Il personaggio
Caltanissetta, la fuga dei cervelli: biologo premiato negli Usa per le ricerche sugli embrioni
Il prof. Molé assistente professore di Ostetricia e Ginecologia è uno dei due ricercatori che ha ottenuto il Discovery and Innovation Grant dalla “Society for Reproductive”

Matteo Amitaba Molè, 36 anni, nisseno doc nato a San Cataldo, è uno dei soli due ricercatori al mondo ad avere ottenuto nel 2025 il Discovery and Innovation Grant dell’American Society for Reproductive Medicine. Assistant professor di ostetricia e ginecologia alla Stanford University, ha ricevuto una sovvenzione di 350 mila dollari per studiare le interazioni critiche tra embrione e madre nelle prime fasi della gestazione, con l’obiettivo di migliorare i tassi di successo della fecondazione in vitro e ridurre il rischio di aborto spontaneo.
Il suo lavoro indaga i meccanismi di impianto degli embrioni umani, una fase decisiva ma fragile della riproduzione. Nella società contemporanea, in cui ci si sposa più tardi e diminuisce la fertilità, sempre più coppie ricorrono alla fecondazione in vitro: un percorso costoso, spesso segnato dall’insuccesso e da pesanti ricadute psicologiche, specialmente per le donne. La scienza investe su diagnosi e terapie più efficaci, e la ricerca di Molè punta a colmare i vuoti di conoscenza che ancora ostacolano la riuscita dell’impianto.
Oltre al grant dell’ASRM, Molè ha ottenuto una borsa di studio di due milioni e trecentomila dollari dal California Institute for Regenerative Medicine (CIRM) di San Francisco, a conferma del valore e dell’impatto potenziale delle sue ricerche.
Il suo percorso parte dal Liceo Classico “Ruggero Settimo” di Caltanissetta, prosegue con la laurea con lode in Scienze Biologiche a Pavia, quindi con il dottorato a Londra e il post dottorato a Cambridge.
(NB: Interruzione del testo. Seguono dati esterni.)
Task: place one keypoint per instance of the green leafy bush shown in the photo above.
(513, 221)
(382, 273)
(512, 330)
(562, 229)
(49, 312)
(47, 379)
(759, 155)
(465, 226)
Ha conseguito una licenza presso la UK Human Fertilisation and Embryology Authority (HFEA) e ha condotto studi su embrioni umani donati da pazienti sottoposte a fecondazione in vitro, esperienza che gli ha consentito di affinare approcci sperimentali rigorosi e clinicamente rilevanti.
«Matteo ha avuto sempre questa passione – racconta il padre Giovanni, fisioterapista in pensione –: da piccolo non voleva giocattoli, ma provette per fare esperimenti. Ha studiato con determinazione e oggi corona i suoi sogni. È l’esempio di chi non si arrende, studia, si impegna e alla fine viene premiato».
Dal primo luglio 2023 Molè è entrato a far parte della Stanford University come professore associato al Dipartimento di ostetricia e ginecologia e membro della Divisione di biologia della riproduzione, delle cellule staminali e perinatale. Il suo gruppo esplora in dettaglio i segnali che regolano l’adesione dell’embrione all’endometrio e l’avvio dello sviluppo placentare: il successo dell’impianto è la premessa di una gravidanza sana.
«Tra la prima e la seconda settimana di gestazione – spiega – l’embrione deve impiantarsi saldamente nell’utero materno e avviare la placenta, che garantisce nutrienti e ossigeno. L’impianto è altamente suscettibile al fallimento: molti embrioni non progrediscono oltre questa fase, con aborto spontaneo precoce. Ciò costringe spesso le pazienti a più cicli di fecondazione in vitro, senza garanzie. Il nostro obiettivo è chiarire le interazioni madre-embrione che iniziano al momento dell’impianto e sviluppare interventi clinici contro i fallimenti di impianto alla base degli aborti preclinici. Le prime due settimane sono le più difficili: la ricerca ci indica dove intervenire per evitarlo».